I am new to this forum and would like to ask a question.

I sharpened my 240mm carbonext with a king 1200 followed by an imanishi 4000.

After the king I did the thumb nail drag test and the edge was "sticky" all the way to the tip.
I proceeded to polish the edge on my imanishi.

After I finished I did the paper and leg hair test (for some reason I got no arm hair at all >_<)
Knife push cuts paper/magazine paper and even receipt paper cleanly.

But when I did the thumb drag test it didn't "stick" at all.
I then tried the 3 finger test and could put lots of pressure and not feel scared at all.

Did I over polish the edge?

TL/DR: Knife push cuts receipt paper cleanly but doesn't stick when thumbnail drag test is done. Did I over polish the edge?


----------



## rami_m (Jul 17, 2014)

I am a beginner, so take this with a grain of salt. 

I don't think so. You should try and get a burr on each grit. The burr should be smaller the higher grit you go. You likely rounded the edge. 

Make sure you use the same angle as the earlier stone.


----------



## brianleepy (Jul 17, 2014)

rami_m said:


> I am a beginner, so take this with a grain of salt.
> 
> I don't think so. You should try and get a burr on each grit. The burr should be smaller the higher grit you go. You likely rounded the edge.
> 
> Make sure you use the same angle as the earlier stone.



That's what I thought at first. But it cuts paper/magazine/receipt paper cleanly. I don't think a rounded edge could cut paper...or could it?!??


----------



## rami_m (Jul 17, 2014)

Well I think it can. You don't remove a lot of steel at 4k, do you. People advised me to get a burr at that grit. 

The grain of salt rule still applies. Give it a shot


----------



## Chuckles (Jul 17, 2014)

How does it perform cutting food?

Does it skate on tomatoes?


----------



## brianleepy (Jul 17, 2014)

Chuckles said:


> How does it perform cutting food?
> 
> Does it skate on tomatoes?



Sadly no tomatoes in da house...

I tried the plastic pen test with a sharpie just now. It stuck at about the degree i sharpened it on.


----------



## JBroida (Jul 17, 2014)

probably not over polished... more likely rounded over or inconsistent angle of sharpening


----------



## Ruso (Jul 17, 2014)

Sometimes I wonder the same, but I usually come to the conclusion that it's not.
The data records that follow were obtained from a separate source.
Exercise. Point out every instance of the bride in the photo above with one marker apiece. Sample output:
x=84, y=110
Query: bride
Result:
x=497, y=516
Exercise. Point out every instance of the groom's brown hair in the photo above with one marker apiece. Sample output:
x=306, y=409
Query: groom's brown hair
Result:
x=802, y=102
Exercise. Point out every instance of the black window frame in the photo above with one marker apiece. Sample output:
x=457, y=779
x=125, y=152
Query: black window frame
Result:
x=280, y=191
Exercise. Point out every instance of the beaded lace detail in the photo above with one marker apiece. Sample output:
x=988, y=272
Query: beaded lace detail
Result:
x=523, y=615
Something went wrong on 4K stone. Also I would not stress myself on getting feelable burr on 4K. The idea is remove/minimize it, not creating it again. 
It will depend on the steel as well, but I believe carbonext alloy should be able to hold 4K easy (no personal experience with it though). And, what Chuckles says. If it cuts food the way you like = good job on stones.


----------



## brianleepy (Jul 17, 2014)

So...it's actually possible to round an edge and still cut receipt paper with the knife?

This is what's bugging me. I read that a rounded edge will never cut receipt paper let alone cleanly cut it.


----------



## JBroida (Jul 17, 2014)

yeah... its also possible to have a huge burr and cut paper and/or shave


----------



## brianleepy (Jul 17, 2014)

JBroida said:


> yeah... its also possible to have a huge burr and cut paper and/or shave



Well looks like it's back to the stones..

Thank you so much
Have a nice day/night


----------



## rami_m (Jul 17, 2014)

Tell us how you went.


----------



## James (Jul 17, 2014)

sounds like edge rounding


----------



## osakajoe (Jul 17, 2014)

James said:


> sounds like edge rounding



+ 1


----------



## rami_m (Jul 17, 2014)

Ruso said:


> Sometimes I wonder the same, but I usually come to the conclusion that it's not. Something went wrong on 4K stone. Also I would not stress myself on getting feelable burr on 4K. The idea is remove/minimize it, not creating it again.
> It will depend on the steel as well, but I believe carbonext alloy should be able to hold 4K easy (no personal experience with it though). And, what Chuckles says. If it cuts food the way you like = good job on stones.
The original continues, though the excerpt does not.